The U.S. economy isn’t cooling, it’s doped by AI.
🟠ASML Calms the Market but Warns on China
ASML eased investor nerves this week, saying 2026 sales should at least match 2025, despite fears of a slowdown. The stock jumped +3%, now +24% YTD.
The company still expects +15% growth in 2025 and solid 52% margins, powered by the AI boom — €5.4 billion in new orders last quarter.
But there’s trouble ahead: sales in China are set to drop sharply next year as U.S. restrictions bite.
Net sales: 7.516 billion euros vs 7.79 billion euros expected
Net profit: 2.125 billion euros vs 2.11 billion euros expected
So, no meltdown, just a pause. 2026 might be a breather before the next leg of the chip cycle or the start of a tougher climb.
🟠 This is how the next industrial era begins, not with trade deals or tariffs, but with industrial efficiency.
China now installs more industrial robots each year than the rest of the world combined, and its robot density — robots per 10,000 workers — has overtaken the U.S., Germany, and even Japan.
China is moving from labor advantage to productivity and precision dominance, fusing robotics, AI, and state-backed industrial policy into one unstoppable machine.
🟠Wall Street Just Put on a Show
The big banks just posted strong across-the-board results, with consumers holding up surprisingly well, dealmaking returning, and trading desks firing on all cylinders.
- JPMorgan kicked things off with a 12% profit jump to $14.4B, powered by record trading revenues (~$9B) and a rebound in investment banking fees (+16%). Jamie Dimon said every division “performed well,” though loan losses are inching up to pre-COVID levels.
- Goldman Sachs had an even bigger rebound — profits up 37%, led by a 43% jump in investment banking revenues and strong fixed-income trading. M&A and IPO pipelines are finally reopening, and it shows.
- Citigroup delivered 16% earnings growth, with trading and investment banking both up double digits. Wells Fargo beat expectations too, thanks to a 32% boost in investment banking and a healthier consumer loan book.
- Meanwhile, BlackRock quietly hit a record $13.5 trillion in AUM, with $205B in new inflows — most of it into ETFs and fixed income products.
And despite rising rates and sticky inflation, consumer credit remains stable. JPMorgan, Citi, and Wells Fargo all reported credit metrics better than expected.
Wall Street’s biggest names are showing strength on every front: trading, banking, and consumer finance.
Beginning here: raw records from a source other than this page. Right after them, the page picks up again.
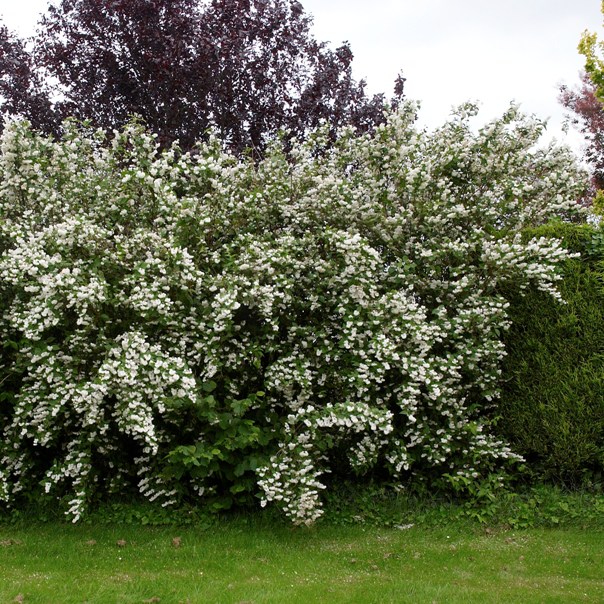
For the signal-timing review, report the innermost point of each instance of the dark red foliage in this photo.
(588, 117)
(21, 91)
(246, 68)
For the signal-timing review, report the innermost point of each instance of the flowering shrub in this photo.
(203, 326)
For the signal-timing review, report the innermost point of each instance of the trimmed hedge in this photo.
(552, 405)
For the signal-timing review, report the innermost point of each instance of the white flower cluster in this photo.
(358, 287)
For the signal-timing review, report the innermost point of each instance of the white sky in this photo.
(450, 51)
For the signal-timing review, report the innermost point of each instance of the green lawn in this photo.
(236, 563)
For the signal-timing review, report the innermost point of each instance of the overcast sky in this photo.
(450, 51)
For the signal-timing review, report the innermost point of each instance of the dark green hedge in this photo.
(552, 406)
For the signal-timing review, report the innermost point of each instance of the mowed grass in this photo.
(238, 562)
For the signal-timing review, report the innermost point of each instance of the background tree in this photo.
(244, 67)
(21, 90)
(588, 116)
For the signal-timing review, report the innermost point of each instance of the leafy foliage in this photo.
(21, 90)
(244, 68)
(588, 115)
(202, 327)
(552, 407)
The economy might be late-cycle, but the banks aren’t blinking yet.
🟠Americans aren’t buying big-ticket items.
According to the latest University of Michigan survey, buying conditions for homes, cars, and household goods have all fallen to record lows.
Mortgage rates above 6%, flat real incomes, and tight credit are straining consumers — and it’s now showing up in spending data.
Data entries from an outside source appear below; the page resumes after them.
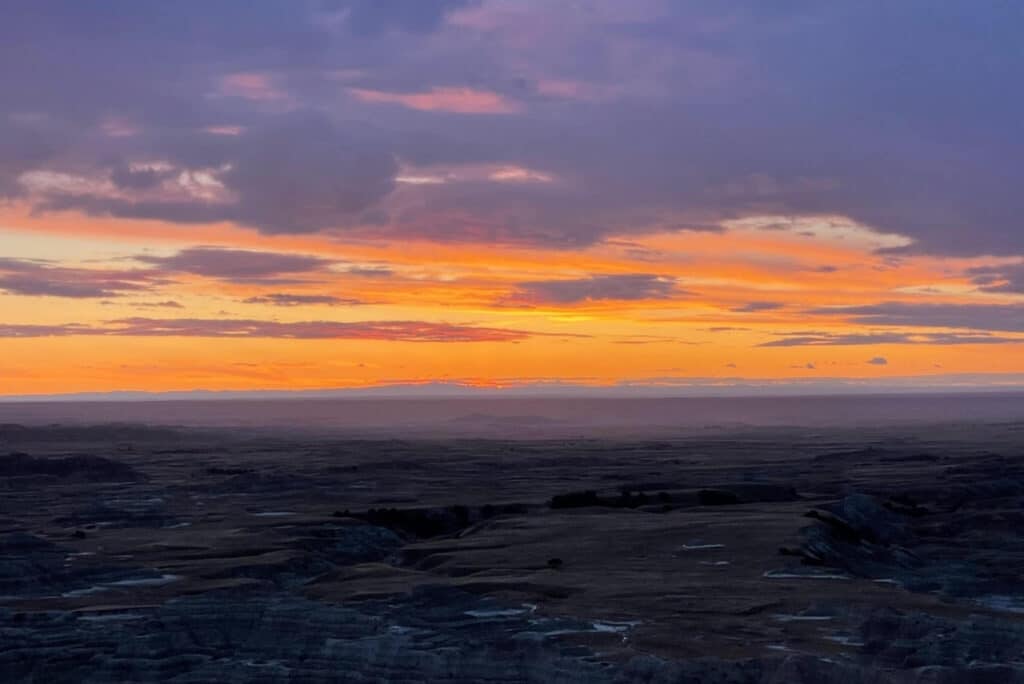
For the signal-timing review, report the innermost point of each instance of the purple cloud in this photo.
(1003, 317)
(237, 265)
(717, 114)
(33, 278)
(1009, 279)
When even durable goods take a hit, it’s a clear sign: the U.S. consumer, long the engine of growth, is running out of fuel.
🟠Silver just broke records — $53/oz, up 85% this year, outpacing gold.
A mix of investor frenzy, industrial demand, and a physical shortage in London so severe that traders are flying silver across the Atlantic to fill gaps.
With inventories near historic lows, premiums have surged — and unlike gold, silver has no central bank backstop.
The last time silver moved like this was 1980.
🟠The Weekly Market Pulse #20 is out!
Powell’s flying blind, Trump’s back on tariffs, and gold just broke $4,000.
This week: the shutdown silences data, gold hits a record, and Trump reignites the trade war... for 48 hours.
I broke it all down — from Oracle’s AI margins to Europe’s auto slump — in this week’s Weekly Market Pulse #20.
Read it here: https://t.co/tFJz1hyf6Q
🟠Bond investors are demanding ever-higher real yields to hold developed-nation debt, as instability in France and Japan shakes confidence in fiscal discipline.
Across Europe, real yields on long-dated bonds (German 25-year, French 30-year, UK 30-year) are now sitting at multi-year highs.
Markets are starting to price in the risk that governments (not central banks) might be the ones who lose control next.